Saturday, June 27, 2015

SECOND HALF VIEW ON OIL

Oil price has been hovering between the range of US$55 - US65 per barrel for the greater part of this year. But what will the second half hold?  Let us look at some known factors that could influence the oil price positively.

1) Iran's parliament just voted against giving the UN inspectors access to their military sites. This in effect will delay the lifting of sanctions by the international community against Iran. So in the short to medium term, Iran will unlikely to export more than permitted by the existing sanctions.

2) The ongoing crisis in the Middle East. Limited to Yemen, Syria and Iraq currently, but could deepen, as Saudi Arabia opposes the new Yemeni Government while Iran supports it.
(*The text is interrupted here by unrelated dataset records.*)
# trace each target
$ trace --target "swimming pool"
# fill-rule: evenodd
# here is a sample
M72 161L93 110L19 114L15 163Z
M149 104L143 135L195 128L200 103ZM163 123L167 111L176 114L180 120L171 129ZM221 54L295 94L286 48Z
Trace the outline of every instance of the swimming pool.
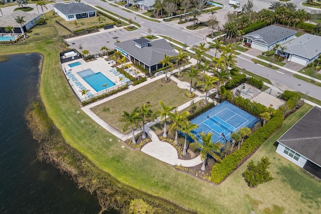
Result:
M95 73L91 69L87 69L77 74L97 92L115 85L111 80L100 72ZM103 86L107 84L107 87Z
M76 62L75 63L71 63L71 64L68 64L68 66L70 68L72 68L73 67L77 66L77 65L81 65L81 63L80 63L79 62Z
M4 35L0 36L0 41L13 41L16 37L11 36Z

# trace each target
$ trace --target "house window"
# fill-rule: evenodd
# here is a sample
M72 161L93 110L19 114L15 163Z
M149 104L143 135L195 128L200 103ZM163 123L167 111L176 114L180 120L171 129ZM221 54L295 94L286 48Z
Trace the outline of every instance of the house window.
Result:
M284 150L283 151L283 153L290 156L290 157L291 157L292 158L294 159L296 161L297 161L300 158L299 154L298 154L298 153L297 153L292 149L290 149L289 148L288 148L286 147L284 149Z

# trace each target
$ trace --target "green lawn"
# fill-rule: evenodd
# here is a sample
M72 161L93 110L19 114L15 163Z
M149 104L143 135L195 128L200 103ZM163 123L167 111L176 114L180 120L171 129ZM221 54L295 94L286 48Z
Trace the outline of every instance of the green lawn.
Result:
M264 57L263 55L260 55L257 56L256 57L257 57L258 58L262 59L262 60L264 60L268 62L270 62L270 63L274 63L276 65L278 65L280 66L283 66L284 65L285 65L285 63L283 63L283 62L277 62L274 60L273 60L271 58L271 57L273 57L273 56L271 57Z
M270 66L270 65L268 63L262 62L260 60L257 60L256 59L252 59L252 60L251 60L251 61L253 62L254 62L254 63L256 63L261 65L262 65L263 66L265 66L267 67L268 68L270 68L272 69L274 69L274 70L277 70L279 69L278 67L276 67L276 66L274 66L273 65L271 65L271 66Z
M55 126L69 144L122 183L198 213L245 213L251 210L257 213L319 212L320 182L275 153L274 145L310 106L304 105L289 116L283 126L249 160L221 184L215 185L178 171L169 164L117 142L115 136L84 113L61 70L60 51L56 39L0 47L0 55L26 52L43 55L40 96ZM157 96L160 94L153 93ZM142 95L136 99L147 101ZM95 131L93 135L89 134L91 128ZM257 188L249 187L242 173L250 160L256 161L266 156L272 162L269 170L274 179Z
M169 93L168 92L171 93ZM124 123L119 122L123 111L131 112L137 106L149 102L151 109L154 112L160 110L158 102L163 100L165 105L178 107L192 100L185 96L188 90L180 89L177 83L172 80L168 83L163 83L160 80L138 88L121 97L113 99L91 110L102 119L119 131L122 131ZM129 130L127 133L130 131Z

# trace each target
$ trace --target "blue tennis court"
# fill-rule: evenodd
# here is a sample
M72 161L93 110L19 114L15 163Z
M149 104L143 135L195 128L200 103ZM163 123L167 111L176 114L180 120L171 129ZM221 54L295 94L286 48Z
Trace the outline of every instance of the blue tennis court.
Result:
M259 120L229 102L224 101L192 120L191 122L198 125L198 127L191 132L201 142L200 133L204 131L205 133L213 133L213 142L224 143L224 136L228 141L230 141L231 133L243 127L252 128Z
M97 92L115 85L101 73L95 73L90 69L80 71L77 74ZM105 84L107 84L106 87L103 86Z

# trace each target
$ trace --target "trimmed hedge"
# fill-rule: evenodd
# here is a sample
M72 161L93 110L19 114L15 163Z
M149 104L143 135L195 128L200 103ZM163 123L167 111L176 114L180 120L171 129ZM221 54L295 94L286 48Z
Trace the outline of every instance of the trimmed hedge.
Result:
M300 23L295 26L297 28L304 29L304 31L307 33L312 33L315 28L315 25L305 23Z
M261 89L263 87L263 81L254 77L249 77L246 79L246 82L251 85Z
M247 28L243 29L242 31L243 34L245 35L249 33L253 32L253 31L257 31L265 27L266 26L266 24L263 22L260 21L250 25Z
M224 158L221 162L215 163L212 169L212 181L215 183L222 182L238 163L261 145L282 124L284 117L282 112L277 111L265 125L260 128L248 138L244 140L240 150Z
M282 98L287 101L293 98L293 99L301 99L301 96L295 92L285 90L282 95Z
M232 79L225 84L225 88L231 90L244 83L246 81L246 75L245 74L239 74L234 76Z

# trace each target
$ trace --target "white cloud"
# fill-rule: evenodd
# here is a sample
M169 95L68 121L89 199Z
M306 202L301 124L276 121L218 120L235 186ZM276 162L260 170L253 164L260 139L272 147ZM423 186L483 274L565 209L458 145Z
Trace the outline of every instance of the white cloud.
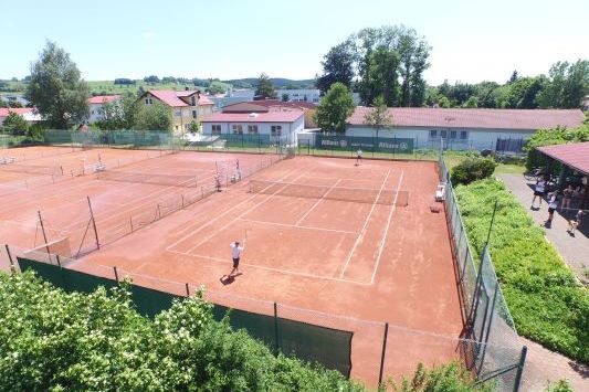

3) Most of the US shale oil producers managed to survive the oil crash through hedging, but as the hedges run dry, they will face greater difficulty in generating the required cash flow to service their heavy debts. To begin with, many were already operating with negative cash flow in the first place and rely on debts to finance their continuous drilling. This could put many at risk of bankruptcy.

4)  In a Bloomberg article, it was reported that many shale oil producers used their huge untapped reserves to draw investors and lenders. A big portion of this reserves will be written off if oil price still hovers in the US$55 - US$65 because they are not profitable to be brought to production at this price range. This will affect the companies' balance sheet and damage their capacity to continue to tap into the debt market. Which lender would want to lend to a company with declining assets? Without additional capital, the potential for bankruptcy increases. Some have opted to selling shares but fund raising through placement of new shares will do little to staunch the steady bleed of cash.

5) Production from the most prolific shale regions are showing signs of slowing down.

6) US oil rigs count has fallen more than 60% since peaking in October 2014. This could impact the future production of oil negatively in the US

7) The oil crash has caused as much as US$200 billion worth of investment being deferred globally and caused more than 100,000 jobs being lost. With 1 new barrel of oil being discovered for every 2 barrels consumed, continued investment in exploration is necessary to keep oil price in check. With investment being deferred, we could possibly see demand outstripping supply in the next 2 -3 years.

However, several factors could damp any positive movements in the oil price, such as:

1) An increase in the interest rate by the Federal Reserve which will strengthen the US$ and thus, potentially putting a damper on the price of oil.

2) Many of the US producers have drilled thousands of wells but have not completed them, pending a more favourable price before completing and producing.

3) The improvement in technology and ingenuity in techniques which will lover the breakeven price for US shale oil  producers. This will allow them to achieve profitability even at the present price range.

4) A change in policy affecting the Middle East that puts and end to the conflict or Iran's meeting the UN guidelines pertaining to the inspection restriction currently placed on the UN inspectors.

5) A US ruling which allow US producers to export their light sweet crude. This will effectively push more oil into the global market and putting additional pressure on the price of oil. It is expected in this regard that the price war between US producers and OPEC will intensify.

The is just my opinion. But having weighed in both the positive and negative factors, I think oil will likely to remain in the US$55 - US$65 in the next 6 months. The first signs of positive movement will be likely when substantial number of shale oil companies fail and file for bankruptcy. A rise in interest rate will also cut of funding from the debt market as the cost is likely to be high. Nevertheless, for successful shale oil companies which can survive at the current price range, I would expect them to ramp up production as soon as the price increases. So my personal estimate is that oil could only move marginally in Q1 2016, possibly, in the US$65 - US$70.